NVIDIA考察

米国のプロパテント政策による世界制覇

2024年6月、一時、アメリカ半導体大手NVIDIAが時価総額世界一になった。

当社が行っているのは、半導体、GPUの設計だ。半導体はもともと、画像処理のものであって、3Dゲームをなめらかに動かすためのものであった。ところが、昨今、生成AIの学習や動作を飛躍的に高めることがわかり、その需要が鰻登りになった。当社の株価は、2023年位から上昇して今や世界のトップになった。(現在、時価総額約480兆円)それにGAFAの時価総額を足してみると、日本の東証プライム(現在1000兆円)をこれら2,3社だけでほぼ同等になってしまう。結果、日本と米国の体力差が異次元に広がっているのが現状だ。

半世紀前から米国のコピーライト政策が身を結んだ

米国が1980年代から進めたプロパテント政策だが、特許をはじめとした知的財産権による世界制覇の野望だ。

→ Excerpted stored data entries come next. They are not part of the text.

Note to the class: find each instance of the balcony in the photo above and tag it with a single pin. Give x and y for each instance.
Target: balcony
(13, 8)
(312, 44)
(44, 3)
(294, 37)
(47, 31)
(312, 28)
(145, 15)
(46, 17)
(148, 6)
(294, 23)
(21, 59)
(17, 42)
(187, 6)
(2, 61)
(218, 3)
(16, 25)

実際、特許大国が世界を制覇し、今では著作権大国が世界を制覇している。まさに米国の政策通りとなった。

米国は、時代を先取りしてまさに世界制覇に成功している。

政策の根本は「知力」活用政策

米国の政策の基本は「知力」を最大限に生かすということだ。特許であれ著作権であれ人間が持っている「知力」を最大限に生かすことを根底にこの政策がなされたということだ。

日本の無政策が悲劇を生む

今や日本の国際的な「デジタル赤字」は年間5兆円以上でインバウンド黒字3兆円を軽く超えている。日本は今や「デジタル小作人」と成り下がり毎年莫大なデジタル印税(著作権料)を海外に支払っているのが現状だ。そのような中、日本の政府が掲げているのは「資産運用立国」である。世界的に国力が停滞している今の日本においてさらなる知財システムの構築、技術者やクリエイターの保護育成をはじめ、新規産業文化の創出、社会保障制度の抜本的見直しなど、今の政府が一番に掲げなければならないことは他にあるだろう。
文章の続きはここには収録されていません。